Yaakov is old. He does not see well any more.

Yosef places Menashe at his father’s right side, while Efraim stays at the left side. Yaakov, however, puts his right hand on the head on the second son, Efraim. On the firstborn’s head, on Menashe, he puts his left hand.

Yosef tries to correct the situation. His father does not see well; maybe he didn’t realize, or he got confused. Perhaps he has mistaken Efraim by Menashe.

But Yaakov answers: “I know, my son. I know”.

He’s well aware of what he does. He is not confused, he is not mistaken. He sees something that Yosef cannot see.

He feels in Efraim something that goes beyond the perception of physical senses. Yaakov is open to understand something that is not within the boundaries of the consensus, that is not the acceptable thing “because this is the way it always was, because this is what has to be and will be”.

He has always dared try what had never been tried before. He has always had the courage to break the mould because he understood that the person is not fixed according to a rigid pattern. The Human Being builds himself and changes. There are basic conditions, he or she have limitations, indeed. But the person is not fixed.  With the basic conditions and the space enabled by the limitations, the Human Being changes, renews himself, surprises.

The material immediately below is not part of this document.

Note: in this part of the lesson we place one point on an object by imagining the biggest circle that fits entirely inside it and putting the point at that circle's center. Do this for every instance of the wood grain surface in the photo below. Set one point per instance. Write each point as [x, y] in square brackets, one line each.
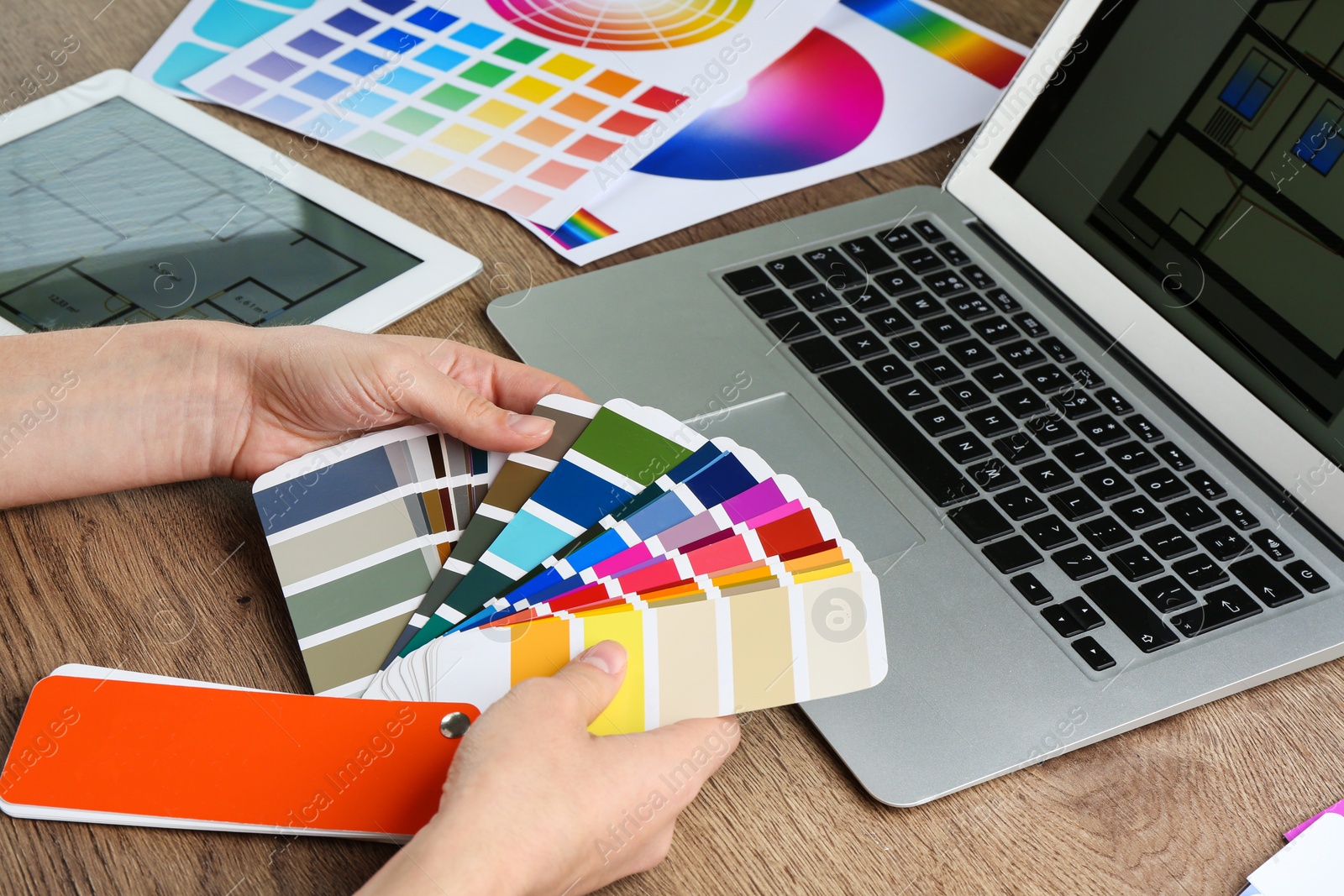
[176, 580]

Yaakov does not want to establish the foundation as structure. In other words, he does not want that the primary conditions (or the known conditions established by a preconception) set one only development option for the person, be it the physical or the spiritual development.  That’s why Efraim is not the second, even though he was originally the second. And Menashe is not the first only because at the base he was the first. They developed differently and Yaakov understood that. He expressed this understanding in the way he chose to bless his grandchildren. Grandchildren that he declared his own children, since the original evidence of being Yosef’s children does not prevent them to develop into Yaakov’s spiritual sons.

We, his descendants, we are called to open our spiritual eyes as he did, to see what is unexpected in the Human Being, what is not fixed in the Human Being, what is not defined.

We are called not to surrender to a simple and automatic repetition, but to dare find the person veiled by the masks of predefinitions.